2.2.1.7 Central Region

The central region has the largest concentration of the four room types; it is not surprising that we would find evidence of clustering for all the room types in this region. While we have a smaller envelope from running only 99 simulations due to computational issues, we see the same results when we run the same test using the Fast Fourier Transform in the next section.

summary(ppp_store4$central$all$marks)

## Entire home/apt      Hotel room    Private room     Shared room 
##            3129             442            2083             211

par(mfrow=c(2,2))
plot(Ktest_central_hotel.csr, .-r~r, xlab="d", ylab="K(d)-r")
plot(Ktest_central_entire.csr, .-r~r, xlab="d", ylab="K(d)-r")
plot(Ktest_central_private.csr, .-r~r, xlab="d", ylab="K(d)-r")
plot(Ktest_central_shared.csr, .-r~r, xlab="d", ylab="K(d)-r")

2.2.2 K-test Using Fast Fourier Transform

The Kest.fft() function is an alternative to analyse large pattern of points.

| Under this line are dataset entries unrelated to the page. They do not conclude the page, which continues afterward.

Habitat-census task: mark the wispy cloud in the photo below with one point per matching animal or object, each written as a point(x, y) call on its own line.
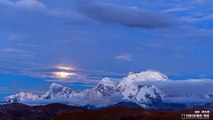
point(39, 6)
point(124, 57)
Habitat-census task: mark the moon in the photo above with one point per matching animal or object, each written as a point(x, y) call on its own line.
point(63, 74)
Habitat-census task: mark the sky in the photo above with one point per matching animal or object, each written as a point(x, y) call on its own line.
point(79, 42)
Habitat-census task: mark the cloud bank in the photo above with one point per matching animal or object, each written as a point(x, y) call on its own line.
point(127, 16)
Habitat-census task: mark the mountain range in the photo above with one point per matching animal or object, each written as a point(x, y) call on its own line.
point(139, 88)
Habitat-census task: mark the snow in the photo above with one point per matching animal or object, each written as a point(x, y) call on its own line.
point(146, 76)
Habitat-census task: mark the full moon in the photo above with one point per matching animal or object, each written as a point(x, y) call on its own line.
point(63, 74)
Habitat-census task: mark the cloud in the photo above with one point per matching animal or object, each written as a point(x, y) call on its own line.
point(127, 16)
point(37, 5)
point(24, 4)
point(124, 57)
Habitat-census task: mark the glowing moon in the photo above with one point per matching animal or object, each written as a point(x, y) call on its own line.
point(63, 74)
point(65, 67)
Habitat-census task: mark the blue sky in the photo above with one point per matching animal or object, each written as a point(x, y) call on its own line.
point(102, 38)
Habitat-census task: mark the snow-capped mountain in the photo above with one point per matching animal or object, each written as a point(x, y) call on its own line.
point(106, 87)
point(129, 89)
point(132, 87)
point(147, 89)
point(149, 75)
point(22, 96)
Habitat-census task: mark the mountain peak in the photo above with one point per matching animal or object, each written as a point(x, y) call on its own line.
point(55, 85)
point(149, 75)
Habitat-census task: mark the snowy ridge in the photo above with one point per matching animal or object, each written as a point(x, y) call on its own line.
point(131, 88)
point(21, 96)
point(146, 76)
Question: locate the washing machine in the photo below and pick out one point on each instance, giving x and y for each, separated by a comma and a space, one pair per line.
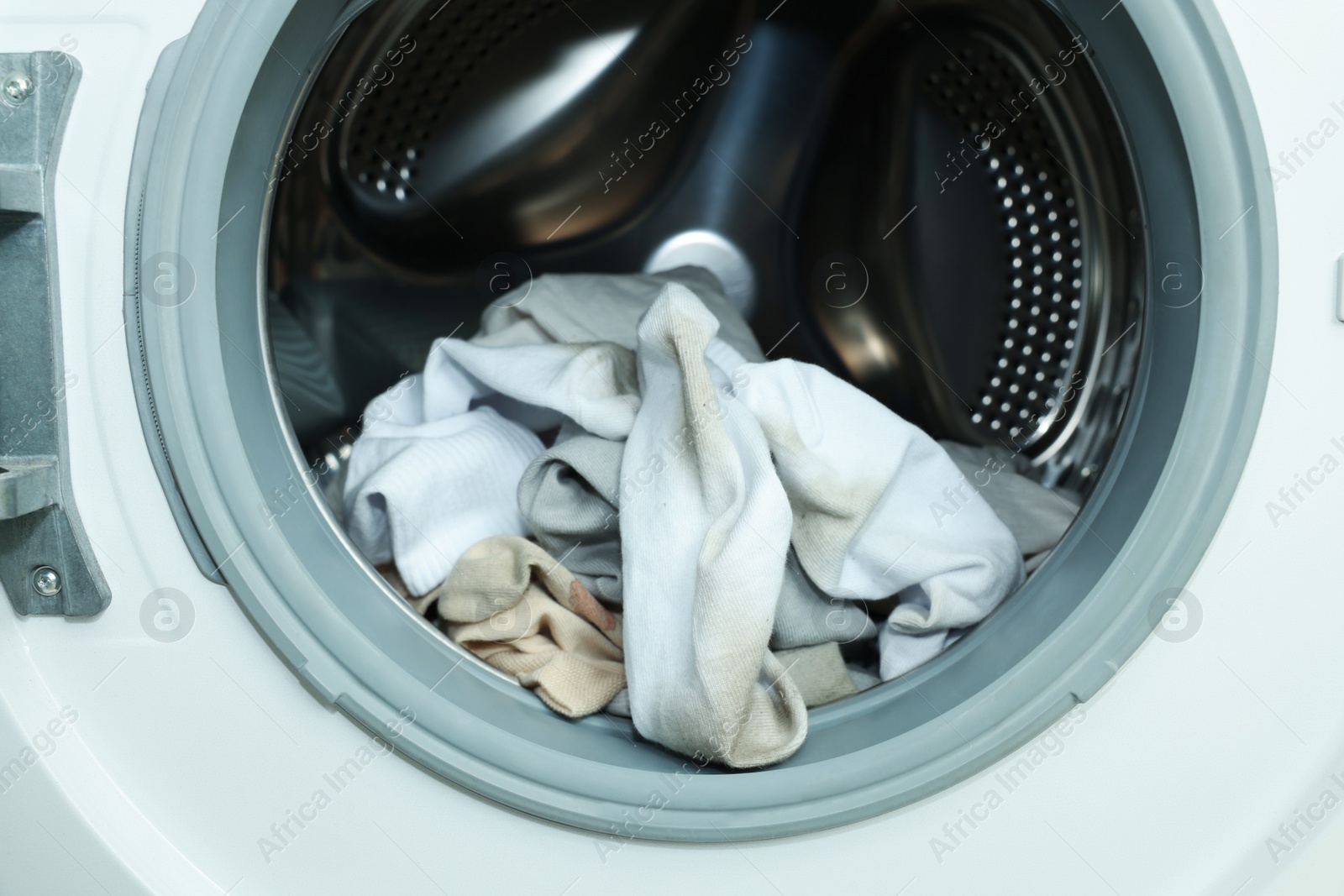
1104, 235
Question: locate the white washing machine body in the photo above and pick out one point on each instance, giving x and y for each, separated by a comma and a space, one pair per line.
199, 763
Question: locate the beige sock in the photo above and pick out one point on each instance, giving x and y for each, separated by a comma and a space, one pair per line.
819, 672
517, 609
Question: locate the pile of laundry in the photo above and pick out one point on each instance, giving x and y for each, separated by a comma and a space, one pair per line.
609, 493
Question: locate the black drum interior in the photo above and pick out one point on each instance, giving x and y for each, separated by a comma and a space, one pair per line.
932, 199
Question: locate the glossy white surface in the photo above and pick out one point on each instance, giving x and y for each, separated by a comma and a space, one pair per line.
185, 754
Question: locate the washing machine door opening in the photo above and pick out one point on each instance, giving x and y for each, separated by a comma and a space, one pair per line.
958, 207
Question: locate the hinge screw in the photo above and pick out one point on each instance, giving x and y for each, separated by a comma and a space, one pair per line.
17, 87
46, 582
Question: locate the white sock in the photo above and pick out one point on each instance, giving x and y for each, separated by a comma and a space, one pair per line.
420, 490
593, 385
703, 546
864, 488
605, 308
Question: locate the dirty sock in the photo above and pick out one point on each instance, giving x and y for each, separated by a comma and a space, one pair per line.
703, 547
521, 610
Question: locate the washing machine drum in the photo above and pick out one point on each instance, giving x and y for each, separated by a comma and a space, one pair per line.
954, 204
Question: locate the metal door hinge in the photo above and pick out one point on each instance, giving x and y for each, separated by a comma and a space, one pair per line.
46, 562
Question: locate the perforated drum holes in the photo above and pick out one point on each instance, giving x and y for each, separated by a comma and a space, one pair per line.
504, 280
167, 616
1175, 616
840, 280
385, 140
167, 280
995, 101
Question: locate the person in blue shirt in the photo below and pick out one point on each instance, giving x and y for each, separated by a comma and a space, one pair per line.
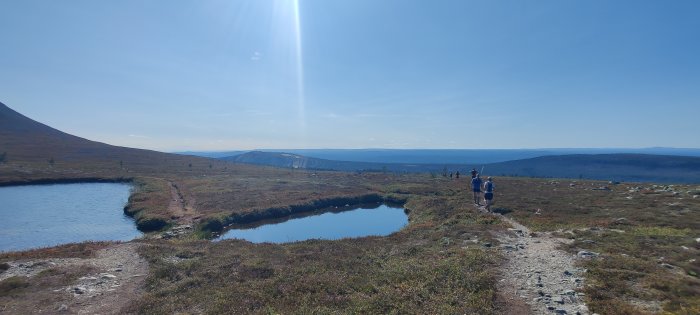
488, 193
476, 188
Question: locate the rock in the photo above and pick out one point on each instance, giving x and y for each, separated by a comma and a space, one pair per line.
586, 254
87, 278
621, 221
667, 266
107, 276
79, 290
509, 247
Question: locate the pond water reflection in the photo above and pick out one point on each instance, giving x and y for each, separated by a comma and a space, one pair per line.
365, 220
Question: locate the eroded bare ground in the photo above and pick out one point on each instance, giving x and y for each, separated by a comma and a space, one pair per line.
100, 285
538, 273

From the spatstat package documentation, Kest() computes the distance between each pair of points analytically and would therefore take a long time in computing large datasets (N-1 points * No. of simulations). The Kest.fft() function discretises the point pattern onto a rectangular raster and applies Fast Fourier Transform (FFT) techniques to estimate the K-function. In essence, the Fast Fourier Transform algorithm allows the estimates to be computed in parallel, by splitting them pairwise, and aggregating them again.

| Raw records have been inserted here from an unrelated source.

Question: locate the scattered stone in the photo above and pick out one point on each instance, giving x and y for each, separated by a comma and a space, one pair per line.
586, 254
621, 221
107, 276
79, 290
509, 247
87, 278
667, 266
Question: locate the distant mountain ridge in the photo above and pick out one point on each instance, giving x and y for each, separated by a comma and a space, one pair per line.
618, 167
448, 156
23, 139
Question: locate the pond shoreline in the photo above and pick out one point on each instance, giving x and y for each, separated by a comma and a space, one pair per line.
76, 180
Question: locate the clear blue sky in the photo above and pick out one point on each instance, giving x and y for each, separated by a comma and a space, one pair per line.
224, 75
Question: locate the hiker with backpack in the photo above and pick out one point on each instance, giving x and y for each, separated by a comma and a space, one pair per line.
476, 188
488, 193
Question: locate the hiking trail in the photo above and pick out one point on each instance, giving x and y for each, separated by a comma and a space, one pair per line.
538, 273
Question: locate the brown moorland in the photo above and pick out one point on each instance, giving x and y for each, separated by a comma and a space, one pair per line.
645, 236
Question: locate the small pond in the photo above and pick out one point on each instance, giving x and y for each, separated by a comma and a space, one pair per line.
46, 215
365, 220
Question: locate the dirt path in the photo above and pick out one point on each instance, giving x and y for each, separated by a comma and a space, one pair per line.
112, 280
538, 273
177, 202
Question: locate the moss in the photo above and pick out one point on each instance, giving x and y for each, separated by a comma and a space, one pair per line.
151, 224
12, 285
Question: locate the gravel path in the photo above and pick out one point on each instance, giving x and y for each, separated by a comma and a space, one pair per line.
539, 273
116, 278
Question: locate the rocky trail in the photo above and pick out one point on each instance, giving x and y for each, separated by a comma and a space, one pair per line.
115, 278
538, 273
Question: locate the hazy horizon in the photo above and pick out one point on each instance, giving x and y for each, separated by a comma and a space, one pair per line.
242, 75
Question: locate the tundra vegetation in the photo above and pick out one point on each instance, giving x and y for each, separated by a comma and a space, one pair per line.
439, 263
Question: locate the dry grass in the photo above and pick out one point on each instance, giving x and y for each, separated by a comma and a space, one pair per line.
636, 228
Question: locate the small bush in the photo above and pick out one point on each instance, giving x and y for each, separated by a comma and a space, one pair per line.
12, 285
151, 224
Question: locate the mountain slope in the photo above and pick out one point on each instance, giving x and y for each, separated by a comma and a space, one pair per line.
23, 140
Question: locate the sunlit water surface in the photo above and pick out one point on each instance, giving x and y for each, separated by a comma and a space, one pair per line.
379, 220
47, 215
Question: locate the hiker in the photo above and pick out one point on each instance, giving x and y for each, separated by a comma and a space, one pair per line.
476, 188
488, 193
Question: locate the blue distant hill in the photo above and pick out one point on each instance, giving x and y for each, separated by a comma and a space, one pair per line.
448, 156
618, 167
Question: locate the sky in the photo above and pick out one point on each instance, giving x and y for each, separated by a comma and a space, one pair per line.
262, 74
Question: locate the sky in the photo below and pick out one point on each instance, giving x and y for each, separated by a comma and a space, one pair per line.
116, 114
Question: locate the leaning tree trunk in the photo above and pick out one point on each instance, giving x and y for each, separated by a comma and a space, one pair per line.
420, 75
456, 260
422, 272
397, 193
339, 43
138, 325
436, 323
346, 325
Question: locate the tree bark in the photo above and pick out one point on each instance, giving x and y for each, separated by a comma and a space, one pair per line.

The result depends on the resolution of the pixel raster and requires the standard deviation of the isotropic Gaussian smoothing kernel that is introduced (sigma). We use the bw.diggle() function on the ppp object as an estimate of sigma and pass it into the Kest.fft() function.

2.2.2.1 Data set-up

We set up a list of ppp objects covering all of Singapore, split into the different room types and calculate the sigma for the 4 ppp objects.

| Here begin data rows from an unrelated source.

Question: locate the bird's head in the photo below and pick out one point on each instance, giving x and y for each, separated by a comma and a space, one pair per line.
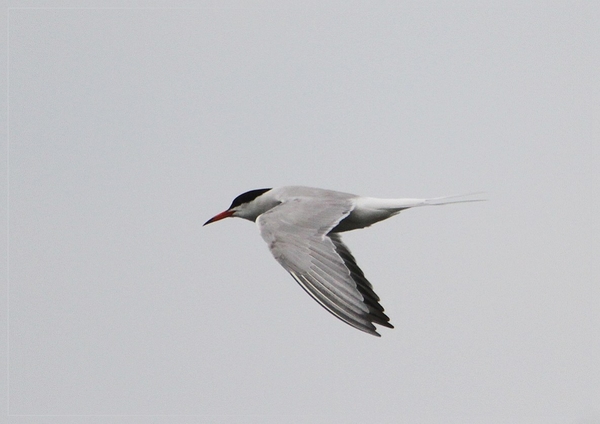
247, 205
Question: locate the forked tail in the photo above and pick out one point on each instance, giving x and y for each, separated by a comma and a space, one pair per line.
438, 201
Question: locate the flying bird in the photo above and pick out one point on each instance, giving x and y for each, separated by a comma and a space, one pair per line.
302, 227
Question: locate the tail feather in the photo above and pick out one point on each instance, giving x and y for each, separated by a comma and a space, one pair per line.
438, 201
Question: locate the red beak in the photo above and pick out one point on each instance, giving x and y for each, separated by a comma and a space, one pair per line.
222, 215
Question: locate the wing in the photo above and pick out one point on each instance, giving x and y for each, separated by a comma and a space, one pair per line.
297, 232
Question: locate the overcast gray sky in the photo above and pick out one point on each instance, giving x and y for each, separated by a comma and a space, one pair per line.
129, 127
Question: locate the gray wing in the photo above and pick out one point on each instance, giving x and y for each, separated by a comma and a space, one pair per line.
298, 235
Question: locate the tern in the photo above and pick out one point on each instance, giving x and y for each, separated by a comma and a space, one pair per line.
302, 227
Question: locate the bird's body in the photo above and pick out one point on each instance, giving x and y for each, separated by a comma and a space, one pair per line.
301, 226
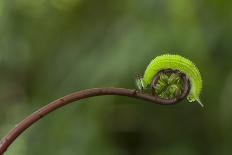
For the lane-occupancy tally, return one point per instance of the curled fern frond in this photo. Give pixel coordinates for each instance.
(166, 76)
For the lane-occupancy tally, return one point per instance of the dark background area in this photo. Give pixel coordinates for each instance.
(50, 48)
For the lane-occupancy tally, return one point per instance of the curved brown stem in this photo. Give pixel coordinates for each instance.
(31, 119)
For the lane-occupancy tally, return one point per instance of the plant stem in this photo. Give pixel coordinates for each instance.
(34, 117)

# Create ppp for all of Singapore with only the subzones containing listings and dissolve the boundaries  
sg_owin <- mpsz_sf3 %>% st_union(.) %>% as(., Class="Spatial") %>% as(., "owin")  
ppp_all <- listing_ppp_jit[sg_owin] %>% rescale(., 1000, "km")
plot(split(ppp_all))

# Create ppp store of the 4 different room types
types_room <- unique(listings_sf$room_type)
ppp_store <- list()

for (i in seq_along(types_room)) {
  room_name <- paste(tolower(word(types_room[i],1)))
  var_name <- paste("ppp", room_name, sep="_") # Construct the name
  ppp_store[[room_name]] <- ppp_all[ppp_all$marks == types_room[i]]
  # x1 <- listingsg_ppp[listingsg_ppppp_all == types_room[i]]
  # assign(var_name, x1, env=.GlobalEnv) # Assign values to variable
}

The following code calculates the sigma to pass into the FFT function.

# Create sigma using the bw.diggle() function for the various room types
sigma_hotel <- bw.diggle(ppp_store$hotel)
sigma_shared <- bw.diggle(ppp_store$shared)
sigma_private <- bw.diggle(ppp_store$private)
sigma_entire <- bw.diggle(ppp_store$entire)

2.2.2.2 Hotel rooms

We first run the Kest.fft() function on the hotel rooms, and pass the sigma obtained earlier into the function. As this is computationally faster, we can run more simulations (300). For reproducibility, we set the seed shown below. As we see from the time taken, it only takes 44 seconds to compute 300 simulations as compared to minutes or hours it would have taken using the Kest() function. For the other room types, the simulation results have been hidden.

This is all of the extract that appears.